The Vector Institute’s Laleh Seyyed-Kalantari on the serious ethical concerns around racial bias in AI models.

Artificial intelligence (AI)-based medical image diagnostic tools are trained to yield diagnostic labels from medical images. Recently, these tools have demonstrated radiologist-level performance in disease diagnosis, which makes them a clear case for deployment. In training these tools, a common practice is to optimize for and report the performance of the general population. However, when doing so, the state-of-the-art chest X-ray diagnostic tools trained on large public datasets fail to be fair naturally [1, 2]. Here, we define unfairness as differences in performance against, or in favor of, a subpopulation for a predictive task (e.g. higher performance on disease diagnosis in white patients versus black).

In our recent Nature Medicine paper [1], we trained four AI models on three large public chest X-ray datasets and a multi-source dataset that aggregate all those datasets on shared labels. We have demonstrated these models have reached state-of-the-art performance in disease diagnosis averaged across all patients. That is the point at which AI developers often stop and report their outcome. However, we have added one step further to our machine learning pipeline: a “fairness check”. We have done the fairness check on these AI models with respect to patients’ age and sex, as well as race/ethnicity and insurance type – where the data was available. We used insurance type as a proxy for socioeconomic status of the patients (e.g. patients with Medicaid insurance are often low income). Our analysis shows, following such a common practice, that AI models underdiagnosed historically underserved patients – such as females, patients younger than 20 years old, black or hispanic patients, or patients with Medicaid insurance who are often on a low income – at a higher rate compared to the general population. Such unfairness in underdiagnosis is even greater if a patient belongs to more than one historically underserved subpopulation (e.g. hispanic female). These unfairnesses are not an overall noise in the system, but rather an amplification of existing unfairness in the healthcare system.

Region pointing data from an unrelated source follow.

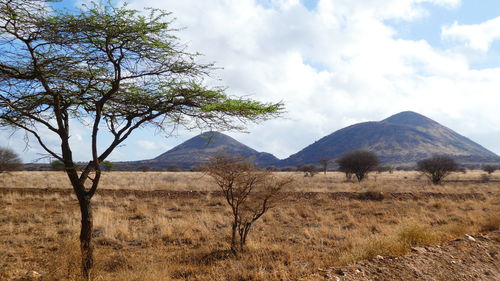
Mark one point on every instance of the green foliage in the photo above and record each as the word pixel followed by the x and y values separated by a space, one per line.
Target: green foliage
pixel 57 165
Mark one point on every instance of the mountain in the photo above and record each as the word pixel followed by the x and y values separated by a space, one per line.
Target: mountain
pixel 401 139
pixel 199 149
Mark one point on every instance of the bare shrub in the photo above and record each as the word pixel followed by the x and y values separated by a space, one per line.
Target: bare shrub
pixel 248 191
pixel 490 169
pixel 324 162
pixel 309 170
pixel 358 163
pixel 437 167
pixel 9 160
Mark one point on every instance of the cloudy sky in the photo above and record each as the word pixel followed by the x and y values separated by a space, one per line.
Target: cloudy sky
pixel 335 63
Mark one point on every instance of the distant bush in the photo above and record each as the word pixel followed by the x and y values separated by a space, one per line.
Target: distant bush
pixel 371 196
pixel 249 192
pixel 308 169
pixel 324 162
pixel 381 169
pixel 358 163
pixel 437 168
pixel 490 169
pixel 9 160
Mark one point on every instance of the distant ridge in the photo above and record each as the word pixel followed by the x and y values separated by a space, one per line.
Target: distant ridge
pixel 399 140
pixel 200 148
pixel 402 139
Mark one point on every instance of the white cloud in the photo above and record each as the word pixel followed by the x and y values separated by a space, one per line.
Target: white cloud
pixel 333 66
pixel 475 36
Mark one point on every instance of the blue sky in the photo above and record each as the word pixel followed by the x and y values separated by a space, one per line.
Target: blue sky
pixel 335 63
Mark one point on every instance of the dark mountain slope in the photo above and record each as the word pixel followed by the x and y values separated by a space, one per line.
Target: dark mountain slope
pixel 199 149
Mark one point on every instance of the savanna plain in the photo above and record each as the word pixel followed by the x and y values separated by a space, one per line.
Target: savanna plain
pixel 176 226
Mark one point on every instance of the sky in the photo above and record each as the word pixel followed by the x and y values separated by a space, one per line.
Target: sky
pixel 333 63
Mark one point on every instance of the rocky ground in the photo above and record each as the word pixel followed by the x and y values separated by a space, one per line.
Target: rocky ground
pixel 468 258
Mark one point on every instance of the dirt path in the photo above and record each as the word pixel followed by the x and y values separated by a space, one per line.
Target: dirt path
pixel 468 258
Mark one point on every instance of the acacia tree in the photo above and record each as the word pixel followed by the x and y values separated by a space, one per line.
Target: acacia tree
pixel 9 160
pixel 324 162
pixel 438 167
pixel 357 162
pixel 112 69
pixel 248 191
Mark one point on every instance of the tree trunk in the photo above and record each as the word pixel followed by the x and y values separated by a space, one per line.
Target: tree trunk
pixel 86 237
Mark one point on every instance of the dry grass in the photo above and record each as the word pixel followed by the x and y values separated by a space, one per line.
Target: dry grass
pixel 187 238
pixel 398 181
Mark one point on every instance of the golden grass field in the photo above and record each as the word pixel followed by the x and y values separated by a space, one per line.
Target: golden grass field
pixel 148 236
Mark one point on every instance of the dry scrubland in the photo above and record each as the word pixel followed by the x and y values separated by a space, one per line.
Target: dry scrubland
pixel 323 222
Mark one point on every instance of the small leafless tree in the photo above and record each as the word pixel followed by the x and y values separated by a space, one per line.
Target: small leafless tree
pixel 9 160
pixel 308 169
pixel 358 163
pixel 248 191
pixel 490 169
pixel 324 163
pixel 437 167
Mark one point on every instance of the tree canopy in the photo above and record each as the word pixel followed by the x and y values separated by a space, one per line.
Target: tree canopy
pixel 112 69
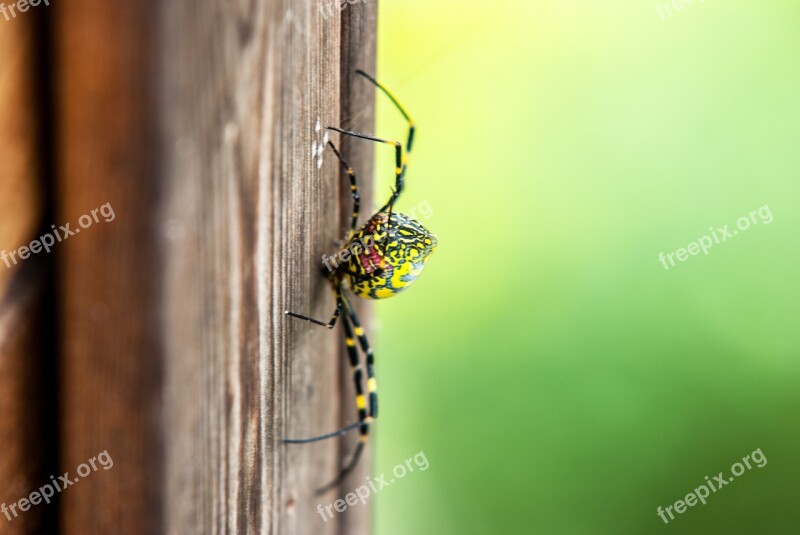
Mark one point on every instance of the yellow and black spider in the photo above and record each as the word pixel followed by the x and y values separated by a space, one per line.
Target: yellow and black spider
pixel 389 253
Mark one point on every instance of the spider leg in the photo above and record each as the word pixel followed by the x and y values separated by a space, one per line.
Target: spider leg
pixel 358 380
pixel 353 188
pixel 337 289
pixel 399 168
pixel 372 385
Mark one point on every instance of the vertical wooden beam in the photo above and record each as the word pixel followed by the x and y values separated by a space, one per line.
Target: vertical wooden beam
pixel 359 31
pixel 250 208
pixel 23 392
pixel 109 272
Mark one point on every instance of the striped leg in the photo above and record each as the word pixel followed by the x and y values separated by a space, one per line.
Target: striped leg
pixel 401 166
pixel 337 290
pixel 353 188
pixel 372 385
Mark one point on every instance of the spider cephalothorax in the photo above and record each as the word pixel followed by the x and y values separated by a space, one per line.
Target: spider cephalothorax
pixel 386 265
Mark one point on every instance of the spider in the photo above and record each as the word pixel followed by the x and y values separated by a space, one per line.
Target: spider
pixel 389 253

In another study [3], we have shown that AI models can detect patients’ self-reported race/ethnicity from their chest X-rays. Our high performance race/ethnicity detection from medical images was consistent across many datasets and imaging modalities. This is potentially problematic once we read the outcomes of these two studies together, which highlight AI models can not only detect the patient’s race by looking only at medical images, but also behave against historically underserved (e.g. black) patients and misreport them healthy at a higher rate. This would potentially lead to those patients being denied care at a higher rate upon deployment.

Mitigating such unfairness of AI medical image diagnostic tools so that they can deliver high performance for all patients – regardless of their race/ethnicity, sex, age, and/or socioeconomic status – is desirable, nay expected before deployment of such models in practice. Policymakers are encouraged to audit for fairness before deployment approvals and fairness checks are suggested to be part of the pipeline for standardizing AI models in healthcare operations.

This is a serious ethical concern and ignoring it remains a critical barrier to effective deployment of these models in the clinics.

Dr Laleh Seyyed-Kalantari is an associate scientist at the Lunenfeld Tanenbaum Research Institute, Sinai Health System. She was a postdoctoral fellow at the Computer Science Department at the University of Toronto and the Vector Institute for Artificial Intelligence, focusing on developing AI-based medical image diagnostic methods. She received a PhD degree in electrical engineering from McMaster University in 2017. Her research interests span from machine learning in healthcare, AI in medical imaging, to optimization, and numerical modeling. She has received several highly competitive national, provincial, and institutional awards including the NSERC Postdoctoral Fellowship (2018).

 

[1] L. S. Kalantari, H. Zhang, M. McDermott, I. Y. Chen, and M. Ghassemi, ‘Underdiagnosis bias of artificial intelligence algorithms applied to chest radiographs in under-served patient populations’, Nature Medicine, Dec. 2021.

[2] L. S. Kalantari G. Liu, M. McDermott and, I. Y. Chen, M. Ghassemi, ‘CheXclusion: Fairness gaps in deep chest X-ray classifiers’, Pacific Symposium on Biocomputing (PSB), Virtual, Jan. 2021,

[3] I. Banerjee, A. R. Bhimireddy, J. L Burns, L. A. Celi, L. Chen, R. Correa, N. Dullerud, M. Ghassemi, S. Huang, P. Kuo, M. Lungren, L. Palmer, B. Price, S. Purkayastha, A. Pyrros, L. Oakden-Rayner, C. Okechukwu, L. S. Kalantari, H. Trivedi, R. Wang, Z. Zaiman, H. Zhang, J. W Gichoya, ‘Reading race: AI recognizes patient’s racial identity in medical images’, Under review.